1.CONFIDENTIAL INFORMATION

  • 1) Both Parties, hereto shall at all times maintain and keep secret and confidential the Confidential Information of the other party and shall not disclose or divulge the same or any part thereof to any Third Party without the prior written consent of the other party in that behalf.
  • 2) Both parties agree to use the Confidential Information of the other party only for the purposes of this Agreement or otherwise as expressly permitted by this Agreement.
  • 3) Both parties agree not to make copies of any such Confidential Information of the other party or any part thereof except for the purpose of this Agreement.
  • 4) Both parties acknowledge that the Confidential Information, as well as the Intellectual Property of each party is unique and valuable to it. The breach of the provisions regarding Confidential Information which also includes Proprietary Information and/or Intellectual Property may result in grave and irreparable loss and injury to each party for which monetary damages alone may not be adequate relief. Therefore, both parties agree that in the event of the breach or threatened breach of such provisions as aforesaid, both parties shall be entitled to seek specific performance or injunctive relief. Such remedy shall be in addition of and not in lieu of the appropriate relief by way of monetary damages.
  • 5) The provisions of this clause shall survive the termination or expiry of this Agreement.
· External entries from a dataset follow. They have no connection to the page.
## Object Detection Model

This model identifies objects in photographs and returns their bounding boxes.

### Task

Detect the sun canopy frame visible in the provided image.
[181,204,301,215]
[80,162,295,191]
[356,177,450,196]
2.WARRANTIES AND DISCLAIMERS

THE INFORMATION IS PROVIDED "AS IS" AND “WITH ALL FAULTS” AND WITHOUT WARRANTY OF ANY KIND OTHER THAN AS EXPRESSLY PROVIDED IN THIS AGREEMENT. BSE DOES NOT WARRANT, GUARANTEE OR MAKE ANY REPRESENTATIONS CONCERNING THE USE, RESULTS OF USE OR INABILITY TO USE THE INFORMATION IN TERMS OF TIMELINESS, TRUTHFULNESS, SEQUENCE, COMPLETENESS, ACCURACY, RELIABILITY, CURRENTNESS, PERFORMANCE OR OTHERWISE.

BSE DOES NOT WARRANT THAT THE INFORMATION WILL BE UNINTERRUPTED OR FREE OF ANY ERROR, OMMISSION, DEFECT, SHORTCOMING OR LIMITATION OF ANY NATURE.THE USER OF THE INFORMATION ASSUMES THE ENTIRE RISK AS TO THE SUITABILITY, USE, RESULTS OF USE, ACCURACY, COMPLETENESS, CURRENTNESS OF THE INFORMATION AND SHALL WAIVE ANY CLAIM OF DETRIMENTAL RELIANCE UPON THE INFORMATION. EXCEPT AS EXPRESSLY STATED IN THIS AGREEMENT, BSE DISCLAIMS ANY AND ALL WARRANTIES EXPRESS OR IMPLIED OR STATUTORY INCLUDING, WITHOUT LIMITATION ANY IMPLIED WARRANTIES ARISING FROM THE TRADE, USAGE, COURSE OF DEALING, OR PERFORMANCE OR ANY IMPLIED WARRANTIES OF MERCHANTABILITY AND/OR FITNESS FOR A PARTICULAR PURPOSE OR NON INFRINGEMENT WITH RESPECT TO THE INFORMATION.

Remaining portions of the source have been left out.